[PATCH v3 5/5] drm/xe/hwmon: Read energy status from PMT

Nilawar, Badal badal.nilawar at intel.com
Tue May 6 07:26:35 UTC 2025


On 01-05-2025 02:06, Karthik Poosa wrote:
> Read card and package energy status using pmt apis instead
> of xe_mmio for supported platforms.
> Enable Battlemage to read energy from PMT.
>
> Signed-off-by: Karthik Poosa <karthik.poosa at intel.com>
> ---
>   drivers/gpu/drm/xe/regs/xe_pcode_regs.h |  3 +-
>   drivers/gpu/drm/xe/regs/xe_pmt.h        |  2 ++
>   drivers/gpu/drm/xe/xe_device_types.h    |  2 ++
>   drivers/gpu/drm/xe/xe_hwmon.c           | 46 +++++++++++++++++++------
>   drivers/gpu/drm/xe/xe_pci.c             |  3 ++
>   drivers/gpu/drm/xe/xe_vsec.c            |  4 +--
>   drivers/gpu/drm/xe/xe_vsec.h            |  4 +++
>   7 files changed, 49 insertions(+), 15 deletions(-)
>
> diff --git a/drivers/gpu/drm/xe/regs/xe_pcode_regs.h b/drivers/gpu/drm/xe/regs/xe_pcode_regs.h
> index c7d5d782e3f9..487a01455f2a 100644
> --- a/drivers/gpu/drm/xe/regs/xe_pcode_regs.h
> +++ b/drivers/gpu/drm/xe/regs/xe_pcode_regs.h
> @@ -20,14 +20,13 @@
>   
>   #define BMG_PACKAGE_POWER_SKU			XE_REG(0x138098)

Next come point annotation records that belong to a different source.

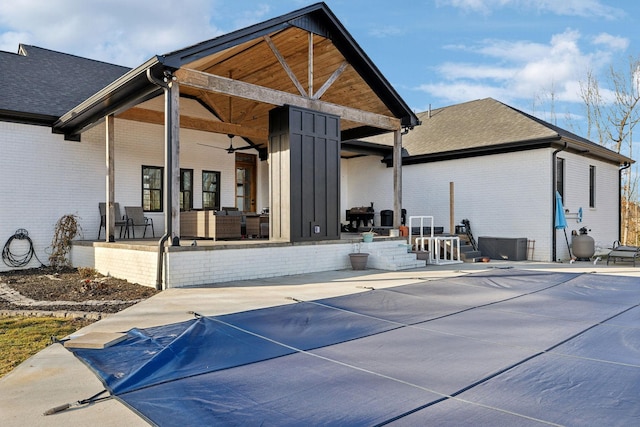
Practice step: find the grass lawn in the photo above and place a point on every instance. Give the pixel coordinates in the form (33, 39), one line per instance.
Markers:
(21, 337)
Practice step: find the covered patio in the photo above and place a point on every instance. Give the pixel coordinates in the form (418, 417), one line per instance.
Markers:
(297, 90)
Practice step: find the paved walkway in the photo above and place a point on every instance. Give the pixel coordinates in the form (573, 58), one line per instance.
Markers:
(54, 376)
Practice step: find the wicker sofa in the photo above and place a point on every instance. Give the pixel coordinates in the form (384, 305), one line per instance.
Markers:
(208, 224)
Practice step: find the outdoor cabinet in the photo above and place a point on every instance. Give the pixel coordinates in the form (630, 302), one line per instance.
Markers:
(504, 248)
(205, 224)
(304, 154)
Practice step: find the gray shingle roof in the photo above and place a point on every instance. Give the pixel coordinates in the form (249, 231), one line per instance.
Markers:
(482, 127)
(43, 83)
(481, 123)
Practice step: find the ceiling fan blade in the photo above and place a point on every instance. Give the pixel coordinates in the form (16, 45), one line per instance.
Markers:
(247, 147)
(212, 146)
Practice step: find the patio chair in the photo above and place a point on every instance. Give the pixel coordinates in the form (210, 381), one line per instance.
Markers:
(135, 218)
(120, 221)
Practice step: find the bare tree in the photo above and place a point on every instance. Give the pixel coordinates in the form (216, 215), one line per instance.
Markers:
(611, 119)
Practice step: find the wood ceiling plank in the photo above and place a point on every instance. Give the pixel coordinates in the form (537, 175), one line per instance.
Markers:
(200, 80)
(195, 123)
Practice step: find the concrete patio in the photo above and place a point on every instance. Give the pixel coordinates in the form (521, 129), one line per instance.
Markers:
(54, 376)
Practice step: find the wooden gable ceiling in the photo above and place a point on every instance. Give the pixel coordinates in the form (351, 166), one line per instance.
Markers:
(304, 59)
(292, 61)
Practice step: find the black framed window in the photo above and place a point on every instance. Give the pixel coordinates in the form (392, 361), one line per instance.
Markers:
(592, 186)
(186, 189)
(211, 190)
(152, 188)
(560, 176)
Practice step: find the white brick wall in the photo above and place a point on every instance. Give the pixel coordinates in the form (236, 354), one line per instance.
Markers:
(45, 177)
(206, 265)
(504, 195)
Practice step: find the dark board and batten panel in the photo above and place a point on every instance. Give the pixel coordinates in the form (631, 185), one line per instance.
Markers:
(305, 144)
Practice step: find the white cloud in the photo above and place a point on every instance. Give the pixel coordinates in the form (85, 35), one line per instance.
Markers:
(120, 31)
(520, 70)
(583, 8)
(463, 91)
(612, 42)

>   #define BMG_PACKAGE_POWER_SKU_UNIT		XE_REG(0x1380dc)
> -#define BMG_PACKAGE_ENERGY_STATUS		XE_REG(0x138120)
>   #define BMG_FAN_1_SPEED				XE_REG(0x138140)
>   #define BMG_FAN_2_SPEED				XE_REG(0x138170)
>   #define BMG_FAN_3_SPEED				XE_REG(0x1381a0)
>   #define BMG_VRAM_TEMPERATURE			XE_REG(0x1382c0)
>   #define BMG_PACKAGE_TEMPERATURE			XE_REG(0x138434)
>   #define BMG_PACKAGE_RAPL_LIMIT			XE_REG(0x138440)
> -#define BMG_PLATFORM_ENERGY_STATUS		XE_REG(0x138458)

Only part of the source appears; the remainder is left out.